Metz had just won a freekick on the right-hand side of the field, with Farid Boulaya standing over the ball. Niane can be seen highlighted in blue. Boulaya would whip the ball into the penalty box and two Metz players would run forward while Niane would hold his run. Niane initially took a step backwards, confusing the Reims player marking him. The ball would go over the two players that ran forward and he ran upfield and headed the ball at the keeper who parried the ball into the goal.
That goal was made from the two teammates of Niane running forward but also Niane’s ability to lose his marker. The step back had confused the man marking him, which allowed Niane to then leap forward unmarked and head the ball in to make the score 1-0. Niane’s second headed goal can be seen below and shows his ability to stay free within the box.
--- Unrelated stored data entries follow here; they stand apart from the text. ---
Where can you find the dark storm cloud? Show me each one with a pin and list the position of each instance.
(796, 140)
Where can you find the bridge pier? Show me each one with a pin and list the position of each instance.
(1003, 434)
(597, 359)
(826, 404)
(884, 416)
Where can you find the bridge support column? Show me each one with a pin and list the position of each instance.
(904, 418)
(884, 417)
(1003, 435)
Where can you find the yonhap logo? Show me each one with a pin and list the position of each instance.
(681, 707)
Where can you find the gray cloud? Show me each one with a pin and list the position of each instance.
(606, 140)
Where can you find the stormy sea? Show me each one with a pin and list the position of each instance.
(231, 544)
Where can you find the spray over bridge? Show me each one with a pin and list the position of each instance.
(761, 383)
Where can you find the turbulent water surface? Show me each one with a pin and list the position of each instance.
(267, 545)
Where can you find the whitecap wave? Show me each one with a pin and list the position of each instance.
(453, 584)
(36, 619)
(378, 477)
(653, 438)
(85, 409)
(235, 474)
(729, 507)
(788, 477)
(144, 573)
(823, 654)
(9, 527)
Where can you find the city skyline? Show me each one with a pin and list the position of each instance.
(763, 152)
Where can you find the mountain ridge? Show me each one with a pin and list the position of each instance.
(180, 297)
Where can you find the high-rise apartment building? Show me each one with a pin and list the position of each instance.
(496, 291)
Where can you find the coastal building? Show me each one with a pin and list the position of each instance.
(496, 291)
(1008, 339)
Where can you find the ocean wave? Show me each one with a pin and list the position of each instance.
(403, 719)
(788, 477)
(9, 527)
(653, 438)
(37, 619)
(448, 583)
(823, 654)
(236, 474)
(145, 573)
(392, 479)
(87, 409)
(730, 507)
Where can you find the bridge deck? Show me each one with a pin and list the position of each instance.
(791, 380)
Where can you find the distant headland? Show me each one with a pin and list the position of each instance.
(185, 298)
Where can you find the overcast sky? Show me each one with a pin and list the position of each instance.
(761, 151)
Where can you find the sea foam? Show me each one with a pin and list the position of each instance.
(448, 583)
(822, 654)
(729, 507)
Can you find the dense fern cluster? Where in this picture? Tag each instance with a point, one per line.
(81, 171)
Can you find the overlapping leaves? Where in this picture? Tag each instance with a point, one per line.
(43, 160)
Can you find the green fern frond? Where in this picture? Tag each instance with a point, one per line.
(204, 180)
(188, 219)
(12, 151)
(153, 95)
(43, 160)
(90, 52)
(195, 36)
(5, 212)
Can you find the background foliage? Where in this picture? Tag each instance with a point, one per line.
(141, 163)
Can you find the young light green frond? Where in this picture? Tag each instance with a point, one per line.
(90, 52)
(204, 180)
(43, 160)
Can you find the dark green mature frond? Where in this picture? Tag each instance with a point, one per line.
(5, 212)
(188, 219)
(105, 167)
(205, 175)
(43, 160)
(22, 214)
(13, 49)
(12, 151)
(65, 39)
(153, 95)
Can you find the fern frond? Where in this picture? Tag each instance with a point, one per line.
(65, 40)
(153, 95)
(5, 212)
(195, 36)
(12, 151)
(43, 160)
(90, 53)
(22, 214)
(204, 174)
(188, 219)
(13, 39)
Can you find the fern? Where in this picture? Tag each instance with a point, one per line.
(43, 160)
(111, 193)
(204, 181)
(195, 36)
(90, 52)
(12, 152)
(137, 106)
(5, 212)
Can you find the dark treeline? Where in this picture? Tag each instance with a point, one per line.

This goal comes from Metz’s match away at Marseille this season. The ball is with left-back Matthieu Udol on the left-hand side. Niane can be seen in-between Marseille’s centre-back and left-back in red on the right-hand side of the image above. Matthieu Udol will drive down the left channel and play a cross into the box. Meanwhile, Niane will move into the box.
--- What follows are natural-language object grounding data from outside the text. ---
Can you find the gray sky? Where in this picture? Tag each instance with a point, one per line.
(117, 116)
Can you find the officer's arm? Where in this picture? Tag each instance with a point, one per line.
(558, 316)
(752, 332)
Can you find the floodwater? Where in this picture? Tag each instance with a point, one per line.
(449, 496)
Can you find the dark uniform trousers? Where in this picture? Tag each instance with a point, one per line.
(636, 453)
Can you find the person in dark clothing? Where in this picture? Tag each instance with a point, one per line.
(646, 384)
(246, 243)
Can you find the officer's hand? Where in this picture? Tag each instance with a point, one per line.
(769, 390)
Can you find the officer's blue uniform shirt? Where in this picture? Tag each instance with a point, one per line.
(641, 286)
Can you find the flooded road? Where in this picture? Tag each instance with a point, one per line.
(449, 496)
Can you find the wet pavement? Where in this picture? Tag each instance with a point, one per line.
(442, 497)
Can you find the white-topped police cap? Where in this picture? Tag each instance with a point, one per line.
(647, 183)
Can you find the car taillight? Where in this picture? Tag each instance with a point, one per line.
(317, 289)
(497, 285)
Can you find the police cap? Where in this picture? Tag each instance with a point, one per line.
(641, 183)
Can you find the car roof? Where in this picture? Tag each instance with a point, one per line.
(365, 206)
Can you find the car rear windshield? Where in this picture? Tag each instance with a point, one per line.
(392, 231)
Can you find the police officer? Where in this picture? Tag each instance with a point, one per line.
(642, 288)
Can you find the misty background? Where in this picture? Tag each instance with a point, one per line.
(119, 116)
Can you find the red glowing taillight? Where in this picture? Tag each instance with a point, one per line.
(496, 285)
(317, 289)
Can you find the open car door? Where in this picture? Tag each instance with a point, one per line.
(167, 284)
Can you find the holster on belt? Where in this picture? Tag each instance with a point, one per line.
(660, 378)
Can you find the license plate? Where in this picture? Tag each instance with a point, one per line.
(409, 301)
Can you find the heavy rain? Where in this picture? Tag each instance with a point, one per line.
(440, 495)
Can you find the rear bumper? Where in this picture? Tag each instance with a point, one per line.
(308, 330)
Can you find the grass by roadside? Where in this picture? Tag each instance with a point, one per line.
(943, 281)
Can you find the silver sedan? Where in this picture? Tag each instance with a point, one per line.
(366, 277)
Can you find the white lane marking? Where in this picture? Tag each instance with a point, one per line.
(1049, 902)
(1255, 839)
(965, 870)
Niane can connect to the cross unmarked thanks to miscommunication by the Marseille defence. Maïga who can be seen on the bottom of the image made a run forward confusing Marseille’s left-back. The centre-back thinks Niane is being marked by the left-back, but he is not and is left open for a free header which he can head into the bottom left corner. This goal shows not only Niane’s ability to find space between defenders but also his composure to place the ball into the bottom left-hand corner.
Niane has proven his ability this season to be a deadly header of the ball. He has shown his ability to shoot from distance which can pay off from time to time, but his goal threat moving forward should focus more on his ability within the box.
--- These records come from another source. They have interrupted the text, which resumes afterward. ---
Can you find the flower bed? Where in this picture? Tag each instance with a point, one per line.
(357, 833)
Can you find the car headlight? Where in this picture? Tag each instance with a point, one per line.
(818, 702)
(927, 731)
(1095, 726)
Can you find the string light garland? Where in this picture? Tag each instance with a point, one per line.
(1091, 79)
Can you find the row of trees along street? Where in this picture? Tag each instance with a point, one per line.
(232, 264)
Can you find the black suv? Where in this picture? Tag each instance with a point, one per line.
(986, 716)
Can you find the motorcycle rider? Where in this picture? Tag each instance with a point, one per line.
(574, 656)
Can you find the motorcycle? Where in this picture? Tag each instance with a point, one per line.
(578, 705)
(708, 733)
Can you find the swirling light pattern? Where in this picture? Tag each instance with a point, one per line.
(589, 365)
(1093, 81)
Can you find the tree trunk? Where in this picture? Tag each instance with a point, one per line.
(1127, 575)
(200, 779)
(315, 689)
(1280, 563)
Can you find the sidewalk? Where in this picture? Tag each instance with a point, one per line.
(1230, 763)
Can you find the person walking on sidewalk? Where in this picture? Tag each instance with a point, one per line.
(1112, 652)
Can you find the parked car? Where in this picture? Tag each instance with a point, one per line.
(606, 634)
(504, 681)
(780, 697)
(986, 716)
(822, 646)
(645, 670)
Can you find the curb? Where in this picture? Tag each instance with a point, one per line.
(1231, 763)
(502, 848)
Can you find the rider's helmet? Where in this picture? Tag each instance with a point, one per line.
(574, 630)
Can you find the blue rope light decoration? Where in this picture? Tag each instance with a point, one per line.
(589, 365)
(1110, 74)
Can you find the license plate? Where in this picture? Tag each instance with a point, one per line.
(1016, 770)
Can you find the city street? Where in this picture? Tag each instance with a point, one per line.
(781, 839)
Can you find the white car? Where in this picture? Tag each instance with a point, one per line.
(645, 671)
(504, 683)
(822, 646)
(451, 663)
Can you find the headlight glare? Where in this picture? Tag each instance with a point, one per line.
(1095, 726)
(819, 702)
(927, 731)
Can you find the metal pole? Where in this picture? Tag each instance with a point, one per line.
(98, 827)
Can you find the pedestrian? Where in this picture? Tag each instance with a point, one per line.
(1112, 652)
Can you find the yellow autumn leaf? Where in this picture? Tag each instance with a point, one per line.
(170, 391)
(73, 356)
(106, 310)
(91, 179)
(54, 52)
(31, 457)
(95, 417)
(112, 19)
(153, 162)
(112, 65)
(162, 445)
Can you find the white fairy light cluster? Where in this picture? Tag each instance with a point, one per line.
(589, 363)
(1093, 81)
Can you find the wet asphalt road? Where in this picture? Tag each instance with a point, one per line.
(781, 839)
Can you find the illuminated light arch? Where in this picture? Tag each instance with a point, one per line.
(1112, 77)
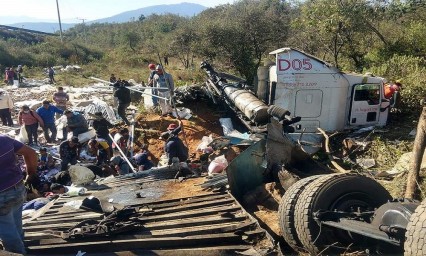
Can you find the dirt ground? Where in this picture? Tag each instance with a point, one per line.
(186, 188)
(204, 122)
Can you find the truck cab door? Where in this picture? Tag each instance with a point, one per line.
(365, 105)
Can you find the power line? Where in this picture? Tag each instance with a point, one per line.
(84, 28)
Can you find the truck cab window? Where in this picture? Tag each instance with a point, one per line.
(368, 92)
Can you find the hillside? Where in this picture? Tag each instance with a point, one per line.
(182, 9)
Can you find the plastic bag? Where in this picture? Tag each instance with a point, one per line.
(217, 165)
(205, 141)
(22, 136)
(81, 175)
(226, 124)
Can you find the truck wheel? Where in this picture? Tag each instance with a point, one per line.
(342, 192)
(286, 212)
(415, 240)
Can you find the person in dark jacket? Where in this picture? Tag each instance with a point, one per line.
(69, 152)
(76, 123)
(174, 147)
(123, 97)
(120, 165)
(47, 113)
(102, 126)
In terms of improvements for Niane when he returns from injury, he should look to shoot less from distance as previously mentioned, but also look to retain possession better.
The graphic above shows Niane’s losses either from an inaccurate pass or duel in the last year. Losses of possession can be seen all over the pitch in the image, and losses from duels within the penalty box can be understood as losses from headers or crosses. However, he is simply losing possession for his team in duels in places where he shouldn’t. As a lone striker, he is losing possession from duels in places that can cost his team. If he is looking to improve himself, he will need to retain the ball better in the central third of the field. He has lost the ball so far 86 times centrally within his 200 total losses. This season alone he has attempted an average of 4.46 dribbles per 90 dribbles, with a success rate of 45.83%.
Whilst some of his dribbles this season have lead to goals, his dribbles centrally are letting him and his team down. Moving forward, he should look to understand when and where to dribble centrally if he wants to improve his ball retention.
Unfortunately for Metz and Ligue 1, we will not be able to see Ibrahima Niane for quite a few months. His improvement in front of goal had seen him start the season on a high with six goals in six games and it would’ve been great to see if he can continue his fine form in front of goal. His ability to score from open play and set pieces makes him a valuable asset to Metz and at 21 years old there is still lots of time to improve. Time is on the Senegalese striker’s side and we hope to see him back scoring goals for Metz in the new year.